- Black Horse, Ohio Location in Ohio and the United States Black Horse, Ohio Black Horse, Ohio (the United States)
- Coordinates: 41°09′32″N 81°16′23″W﻿ / ﻿41.15889°N 81.27306°W
- Country: United States
- State: Ohio
- County: Portage
- Township: Ravenna
- Named after: Black Horse Tavern
- Elevation: 1,076 ft (328 m)
- Time zone: UTC−5 (EST)
- • Summer (DST): UTC−4 (EDT)
- ZIP codes: 44266
- Area codes: 330, 234
- GNIS feature ID: 1064442

= Black Horse, Ohio =

Black Horse, also spelled Blackhorse, is an unincorporated community in Portage County, Ohio, United States. It is located in western Ravenna Township and centered along Ohio State Route 59 at its intersection with Brady Lake Road, just west of the city limits of Ravenna. The community takes its name from the Black Horse Tavern, which was located on the north side of modern-day State Route 59 for much of the 19th century.

==History==
During the early settlement of the Connecticut Western Reserve, the Black Horse Tavern was a regular stop for stagecoaches heading west towards Kent, Cuyahoga Falls, and Akron as it was located at a fork in the trail. The tavern was built by David Greer, an early settler of Ravenna, sometime after his arrival in 1810. He operated it until 1834, when he sold it to a man named Backus, who is responsible to giving the tavern its name. The Black Horse name is believed to originate from one of two taverns of the same name in Massachusetts, either in Marlborough or Concord.
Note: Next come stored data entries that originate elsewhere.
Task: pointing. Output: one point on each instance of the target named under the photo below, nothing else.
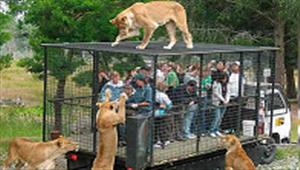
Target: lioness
(107, 120)
(236, 158)
(150, 16)
(37, 155)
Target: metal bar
(154, 66)
(220, 56)
(95, 97)
(45, 92)
(199, 123)
(257, 93)
(240, 93)
(273, 72)
(71, 98)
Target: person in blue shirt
(115, 85)
(141, 100)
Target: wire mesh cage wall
(184, 109)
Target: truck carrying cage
(73, 87)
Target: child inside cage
(141, 100)
(115, 85)
(162, 121)
(220, 97)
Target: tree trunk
(290, 79)
(279, 33)
(60, 93)
(298, 30)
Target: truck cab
(281, 129)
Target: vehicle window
(278, 102)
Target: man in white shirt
(233, 83)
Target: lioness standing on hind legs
(150, 16)
(107, 120)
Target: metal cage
(71, 90)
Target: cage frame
(127, 47)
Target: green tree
(5, 60)
(4, 35)
(66, 21)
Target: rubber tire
(268, 152)
(286, 140)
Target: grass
(287, 151)
(17, 82)
(19, 122)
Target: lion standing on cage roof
(107, 119)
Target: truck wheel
(268, 151)
(286, 140)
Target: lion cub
(37, 155)
(150, 16)
(236, 158)
(107, 120)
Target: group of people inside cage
(179, 93)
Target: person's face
(164, 68)
(115, 79)
(128, 91)
(206, 73)
(220, 66)
(224, 80)
(140, 83)
(235, 68)
(191, 88)
(133, 72)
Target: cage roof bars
(156, 48)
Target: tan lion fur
(236, 158)
(107, 120)
(150, 16)
(37, 155)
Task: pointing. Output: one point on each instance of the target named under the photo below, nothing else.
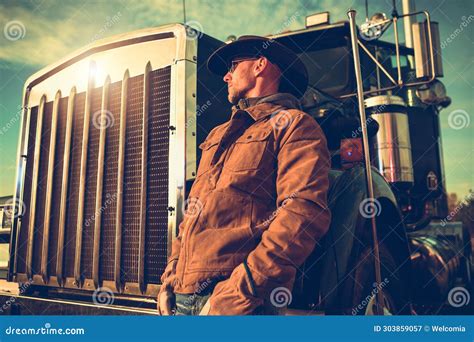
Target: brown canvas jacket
(257, 206)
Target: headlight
(433, 93)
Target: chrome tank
(391, 146)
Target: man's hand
(205, 309)
(165, 302)
(165, 299)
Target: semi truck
(109, 147)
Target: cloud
(52, 31)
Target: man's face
(240, 79)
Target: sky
(49, 30)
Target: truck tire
(362, 288)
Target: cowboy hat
(294, 78)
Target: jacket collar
(261, 107)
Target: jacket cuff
(234, 295)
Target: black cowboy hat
(294, 78)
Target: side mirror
(422, 47)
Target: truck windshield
(328, 69)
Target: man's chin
(233, 98)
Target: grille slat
(57, 185)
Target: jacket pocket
(208, 149)
(222, 235)
(248, 151)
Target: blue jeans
(192, 304)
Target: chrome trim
(49, 187)
(143, 192)
(384, 100)
(100, 182)
(64, 186)
(120, 175)
(34, 186)
(19, 184)
(82, 179)
(400, 82)
(182, 141)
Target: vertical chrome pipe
(49, 188)
(143, 204)
(100, 181)
(82, 178)
(64, 186)
(120, 172)
(34, 187)
(365, 139)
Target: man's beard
(235, 97)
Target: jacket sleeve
(302, 217)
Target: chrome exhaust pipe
(379, 299)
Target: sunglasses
(236, 62)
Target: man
(258, 204)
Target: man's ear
(260, 65)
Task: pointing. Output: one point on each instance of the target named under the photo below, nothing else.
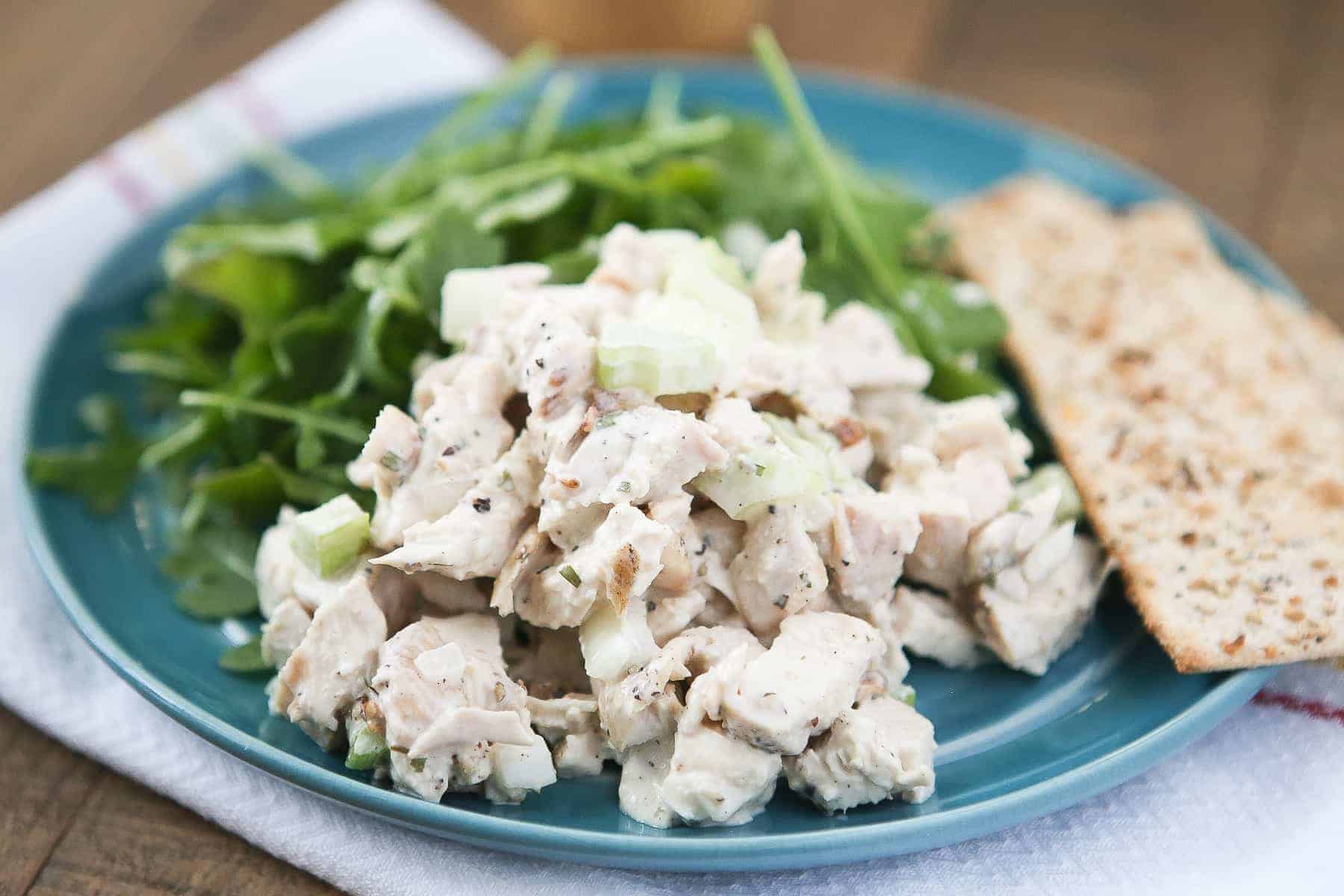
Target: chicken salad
(724, 594)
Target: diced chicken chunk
(1033, 612)
(875, 751)
(871, 535)
(477, 536)
(863, 352)
(643, 771)
(284, 632)
(332, 664)
(618, 563)
(779, 570)
(453, 718)
(712, 777)
(930, 625)
(638, 455)
(979, 423)
(635, 260)
(390, 453)
(801, 684)
(464, 432)
(554, 361)
(786, 312)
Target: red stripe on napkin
(1313, 709)
(134, 193)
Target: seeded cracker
(1202, 418)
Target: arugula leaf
(217, 598)
(99, 472)
(245, 659)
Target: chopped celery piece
(695, 279)
(367, 750)
(615, 642)
(1043, 479)
(470, 296)
(709, 254)
(331, 536)
(656, 361)
(765, 473)
(818, 448)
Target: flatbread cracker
(1199, 415)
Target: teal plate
(1012, 747)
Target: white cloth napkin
(1256, 805)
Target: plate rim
(757, 852)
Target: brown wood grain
(1236, 102)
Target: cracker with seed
(1201, 417)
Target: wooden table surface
(1236, 102)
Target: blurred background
(1236, 101)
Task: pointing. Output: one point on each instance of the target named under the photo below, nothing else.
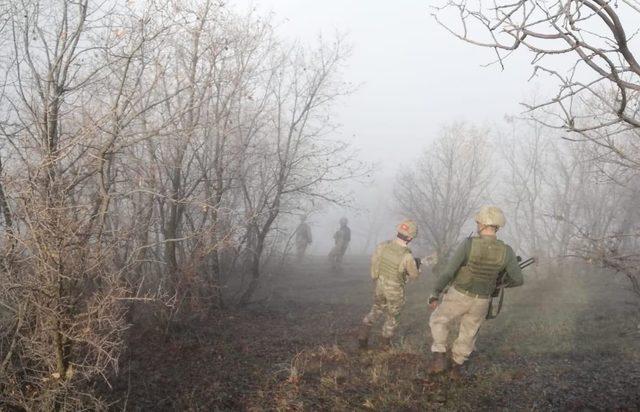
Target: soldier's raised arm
(449, 271)
(410, 266)
(514, 273)
(375, 261)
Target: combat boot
(438, 363)
(456, 371)
(385, 343)
(363, 336)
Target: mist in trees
(149, 152)
(159, 153)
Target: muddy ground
(562, 342)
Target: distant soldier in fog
(471, 274)
(391, 264)
(303, 237)
(342, 237)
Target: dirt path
(560, 344)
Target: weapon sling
(499, 292)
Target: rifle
(500, 285)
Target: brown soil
(561, 343)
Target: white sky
(414, 77)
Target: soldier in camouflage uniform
(342, 237)
(472, 274)
(303, 237)
(391, 264)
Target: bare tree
(446, 185)
(597, 100)
(292, 159)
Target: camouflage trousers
(301, 248)
(337, 253)
(388, 299)
(470, 310)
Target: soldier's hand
(432, 259)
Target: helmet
(408, 228)
(490, 216)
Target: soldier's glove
(432, 259)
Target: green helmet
(490, 216)
(408, 228)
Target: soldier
(342, 237)
(473, 271)
(303, 237)
(391, 264)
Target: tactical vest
(390, 261)
(487, 257)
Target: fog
(411, 78)
(157, 158)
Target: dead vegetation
(566, 343)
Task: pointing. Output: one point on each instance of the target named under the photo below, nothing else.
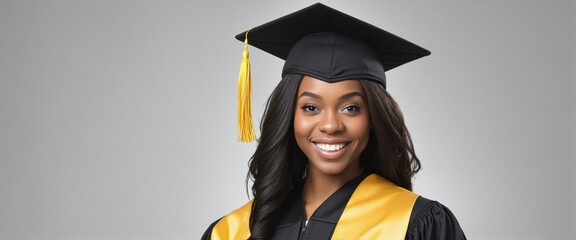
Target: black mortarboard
(329, 45)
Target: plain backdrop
(118, 118)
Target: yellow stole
(378, 209)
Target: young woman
(335, 159)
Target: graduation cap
(326, 44)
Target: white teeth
(330, 147)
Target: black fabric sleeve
(208, 233)
(432, 220)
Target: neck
(319, 187)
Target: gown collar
(329, 211)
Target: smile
(330, 147)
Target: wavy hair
(278, 165)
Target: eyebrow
(345, 96)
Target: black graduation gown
(428, 220)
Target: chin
(330, 168)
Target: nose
(330, 123)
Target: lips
(330, 148)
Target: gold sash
(378, 209)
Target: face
(331, 125)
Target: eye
(309, 108)
(351, 108)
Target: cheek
(359, 128)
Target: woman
(335, 159)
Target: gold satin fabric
(378, 209)
(235, 225)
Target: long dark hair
(278, 165)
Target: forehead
(316, 86)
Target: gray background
(118, 118)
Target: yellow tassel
(245, 125)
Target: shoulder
(232, 226)
(432, 220)
(208, 233)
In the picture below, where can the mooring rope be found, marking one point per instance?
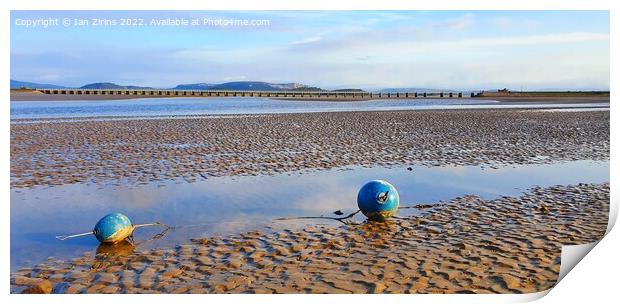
(168, 227)
(340, 219)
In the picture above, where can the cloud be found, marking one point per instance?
(460, 23)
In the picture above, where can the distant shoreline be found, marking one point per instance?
(565, 98)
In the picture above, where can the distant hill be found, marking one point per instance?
(16, 84)
(242, 86)
(110, 85)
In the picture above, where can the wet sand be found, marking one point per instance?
(467, 245)
(147, 150)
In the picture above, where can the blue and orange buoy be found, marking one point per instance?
(378, 200)
(113, 228)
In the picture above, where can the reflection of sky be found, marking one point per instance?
(227, 205)
(219, 106)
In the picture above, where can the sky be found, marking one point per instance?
(520, 50)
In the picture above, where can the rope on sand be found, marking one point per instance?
(65, 237)
(340, 219)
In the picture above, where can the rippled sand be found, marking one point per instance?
(146, 150)
(467, 245)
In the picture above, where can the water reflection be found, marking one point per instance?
(170, 107)
(225, 205)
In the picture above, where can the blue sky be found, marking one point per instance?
(331, 49)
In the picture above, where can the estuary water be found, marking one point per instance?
(227, 205)
(164, 107)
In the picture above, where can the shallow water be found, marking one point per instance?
(149, 107)
(221, 206)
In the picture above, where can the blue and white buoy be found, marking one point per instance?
(113, 228)
(378, 200)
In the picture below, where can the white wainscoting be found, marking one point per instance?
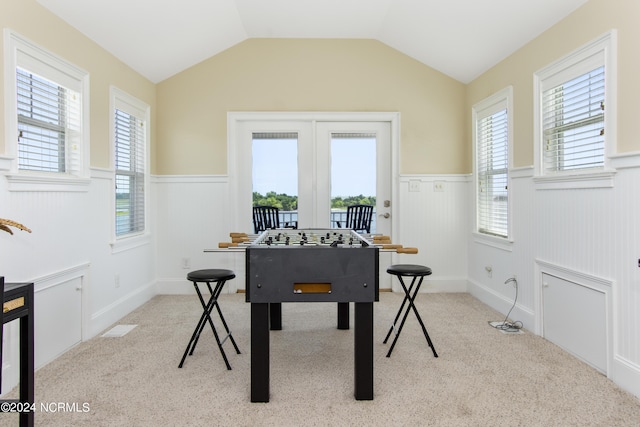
(69, 248)
(592, 232)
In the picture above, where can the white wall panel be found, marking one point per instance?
(434, 217)
(72, 229)
(192, 215)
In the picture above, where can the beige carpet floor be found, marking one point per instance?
(482, 377)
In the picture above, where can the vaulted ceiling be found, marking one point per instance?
(460, 38)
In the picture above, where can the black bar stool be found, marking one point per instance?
(219, 277)
(415, 272)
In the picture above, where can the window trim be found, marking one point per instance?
(123, 101)
(17, 46)
(604, 51)
(501, 98)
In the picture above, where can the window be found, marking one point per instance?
(130, 140)
(573, 123)
(46, 96)
(492, 130)
(575, 113)
(48, 124)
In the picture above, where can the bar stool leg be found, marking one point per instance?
(206, 317)
(410, 298)
(395, 321)
(217, 291)
(406, 313)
The tavern operated until 1894, when township residents voted to outlaw taverns and saloons, and around 1900, the building burned down. A new Black Horse Tavern was built on the south side of the road, a building that stood until 2014. The area was nearly renamed "Five Corners" in 1915, in reference to the intersection of modern-day State Route 59, Brady Lake Road, Wall Street, and Hoover Road, which was then the northern end of Lakewood Road. The change was opposed by several residents and the Ravenna Republican.